The 49ers only recently found consistency at head coach with Kyle Shanahan, and there have been more duds at the position since 2000 than studs.

It’s only a few years ago the San Francisco 49ers were viewed as the franchise where head coaches’ NFL careers went to die.

At least during those regular turnover years between 2014 and 2016.

Those dark years under the leadership of CEO Jed York weren’t particularly fun, as the franchise “mutually” parted ways with one of its more successful head coaches in team history, Jim Harbaugh, only to go with one-and-done head coaches, Jim Tomsula and Chip Kelly, in back-to-back years.

Yet those two names are merely a part of what’s been a pretty bad string of poor head coach hirings and firings since the dawn of the century, which was marked by the Niners bidding farewell to another successful head coach, Steve Mariucci.

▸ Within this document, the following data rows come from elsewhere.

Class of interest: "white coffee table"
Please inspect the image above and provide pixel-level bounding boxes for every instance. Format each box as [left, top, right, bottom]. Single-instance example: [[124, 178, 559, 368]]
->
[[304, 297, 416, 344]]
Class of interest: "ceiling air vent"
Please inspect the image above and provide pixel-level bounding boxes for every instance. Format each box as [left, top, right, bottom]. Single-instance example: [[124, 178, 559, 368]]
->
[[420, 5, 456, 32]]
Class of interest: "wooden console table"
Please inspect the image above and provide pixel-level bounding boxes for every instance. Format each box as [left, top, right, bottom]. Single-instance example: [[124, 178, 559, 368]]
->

Between Mooch and current head coach Kyle Shanahan, San Francisco’s efforts on head coaches essentially generated just one success story: Harbaugh. And yet that ended up creating more controversy than anything else, especially the way that relationship ended.

Our friends over at Niners Nation created a poll trying to evaluate the worst head coaches in 49ers history dating back to 2000.

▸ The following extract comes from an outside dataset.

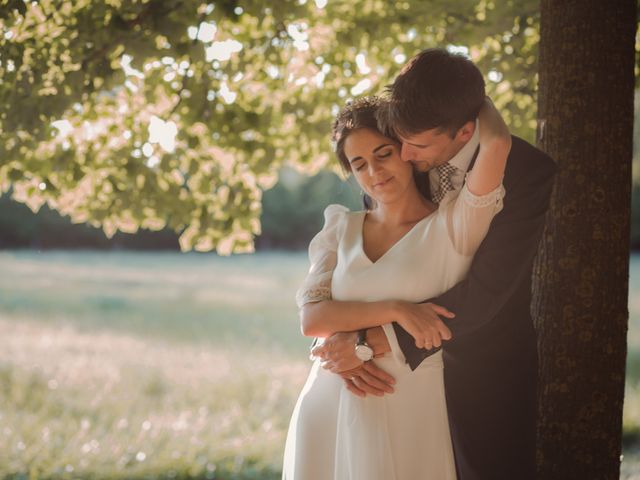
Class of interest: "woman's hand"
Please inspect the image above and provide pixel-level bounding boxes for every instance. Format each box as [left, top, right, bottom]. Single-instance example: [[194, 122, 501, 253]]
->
[[478, 97, 511, 150], [393, 302, 455, 350]]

So let’s run with that a bit and rank out the five worst since the dawn of the century while being thankful the Niners have landed Shanahan in the long run.

No. 5: 49ers Head Coach Mike Nolan

Years Coaching: 2005-2008

Win-Loss Record: 18-37

At the time, the 2005 hiring of former Baltimore Ravens defensive coordinator Mike Nolan seemed like a great idea. The Niners defense was terrible, and Baltimore had previously set a new standard for top-tier defenses.

Nolan appeared to instill a new culture of winning. There was that “Win the West” banner he put up in the locker room in Candlestick Park his first season, which was to set the tone. And Nolan’s demeanor, including those suits on the sideline to honor his father, former 49ers head coach Dick Nolan, looked pretty sharp.

Yet the younger Nolan made arguably his first big mistake by selecting quarterback Alex Smith, not Cal’s Aaron Rodgers, with the first pick in the 2005 NFL Draft. Enough has been said about the “what ifs?” regarding Smith and what could have been if San Francisco grabbed the future Hall of Famer, Rodgers, instead. But Smith’s time with Nolan was indicative of the struggles the team was having, and it’s not hard to conclude the quarterback’s maturation was completely stonewalled by Nolan during his three-plus years as head coach.

San Francisco finally moved on in the middle of 2008 after Nolan’s time had long since ran its course.